Does it? If I see a character coloured with blue hair on the chapter-cover art - which is reasonably the first piece of art I see when I start reading a chapter - I am going to go into the chapter with that piece of information already slotted into my head. The immersion won't be broken. And if she shows up partway through a chapter, and is only appearing coloured on the cover of the next chapter, I will just re-adjust my perception of the character and move on; I'm going to go out on a limb and say that most of your readers will do the same.
Also, no matter what you do, you won't ever be able to fully control the readers' expectations and reactions. Even choosing colour won't fully fix this. Like it or not, creating the story is really only half the work; your audience does the rest. You can do your best to present the story in such a way that they will most likely react in a certain way - but storytelling has always been at least partly a participatory medium.
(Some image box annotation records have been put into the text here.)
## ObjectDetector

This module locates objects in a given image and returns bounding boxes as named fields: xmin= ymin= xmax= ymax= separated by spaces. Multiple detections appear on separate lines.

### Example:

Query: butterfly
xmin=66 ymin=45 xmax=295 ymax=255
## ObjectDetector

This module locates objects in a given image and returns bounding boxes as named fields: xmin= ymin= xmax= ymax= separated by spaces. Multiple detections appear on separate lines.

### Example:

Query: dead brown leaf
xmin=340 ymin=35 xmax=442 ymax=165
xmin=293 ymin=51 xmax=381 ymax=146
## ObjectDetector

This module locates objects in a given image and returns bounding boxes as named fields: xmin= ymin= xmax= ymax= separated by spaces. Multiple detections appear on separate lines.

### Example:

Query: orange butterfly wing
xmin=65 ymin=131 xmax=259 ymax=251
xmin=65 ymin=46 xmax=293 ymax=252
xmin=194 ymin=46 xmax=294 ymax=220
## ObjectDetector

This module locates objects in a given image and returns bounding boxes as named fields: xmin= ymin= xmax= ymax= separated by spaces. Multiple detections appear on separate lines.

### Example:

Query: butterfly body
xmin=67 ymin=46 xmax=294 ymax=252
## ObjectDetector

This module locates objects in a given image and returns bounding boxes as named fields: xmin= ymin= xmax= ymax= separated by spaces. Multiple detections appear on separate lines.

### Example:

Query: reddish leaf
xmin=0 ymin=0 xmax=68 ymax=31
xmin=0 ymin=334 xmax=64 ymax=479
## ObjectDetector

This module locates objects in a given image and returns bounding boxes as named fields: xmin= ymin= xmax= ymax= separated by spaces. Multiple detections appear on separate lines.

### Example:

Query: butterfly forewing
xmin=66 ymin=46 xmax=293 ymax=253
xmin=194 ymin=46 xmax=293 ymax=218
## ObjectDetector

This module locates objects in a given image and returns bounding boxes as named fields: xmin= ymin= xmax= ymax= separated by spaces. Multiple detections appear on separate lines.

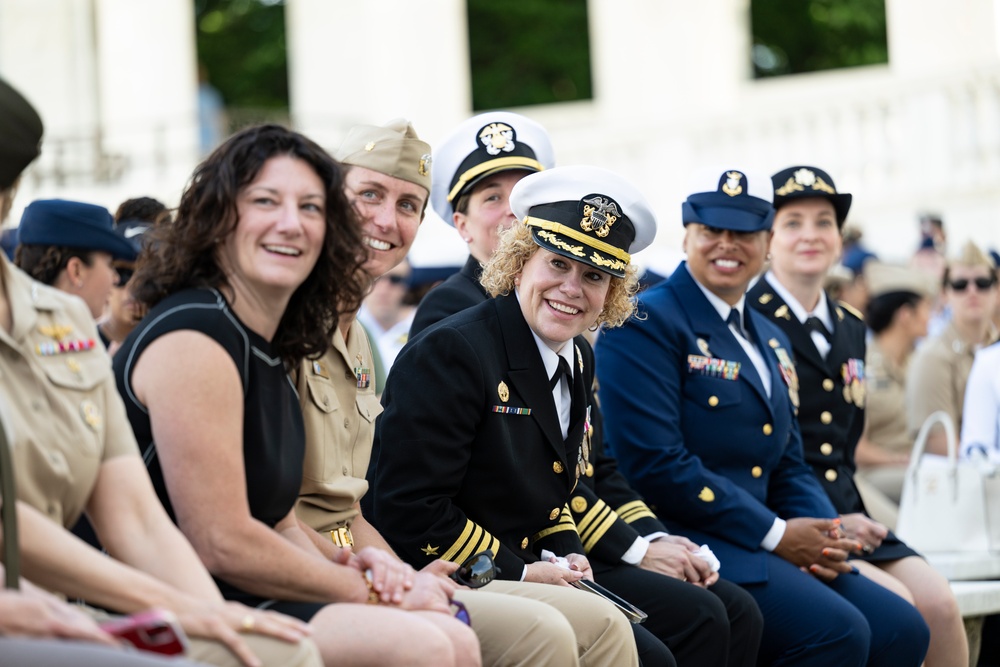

You can't fully control what happens inside the heads of your readers - nor, do I think, should you want to - because a lot of why people enjoy stories are because of what they read between the lines. And what they read between the lines depends as much on them and their personal experiences as it does on you as creators.
Yes, colour is a powerful tool - but so is black and white. It depends on how you work with it. And if you really hate painting, then you shouldn't be forced to paint. You can be just as expressive in black and white as you can be in colour, just in a different way.
As for @Terraset's point 1.) - I'm doing a long series. Grassblades will hopefully clock in at under 1000 pages. And I'm doing it in full colour. Most of the longer-format webcomics I read are in colour - Blindsprings, Evan Dahm's Vattu, , Zack Morrison's ParaNatural, Wilde Life, Monsterkind, No Need for Bushido, Cucumber Quest etc., etc. Doing a comic in full colour will not make you stand out any more, or any less, than lots of other comics.
And yes, full colour is a lot more work. If your artist feels uncomfortable working in colour, it's even more hard work than it is for someone who is comfortable - and the project you're talking about supposedly runs to about 500 pages. We're talking years of time to complete that - do you really want to put your artist through doing something they claim to hate for that long?
If you absolutely, seriously have to have colour, I suggest finding a second artist to colour your comics - this will lighten the workload on @spudfuzz, and will likely result in the comic being produced faster, without anyone having to do something they despise doing.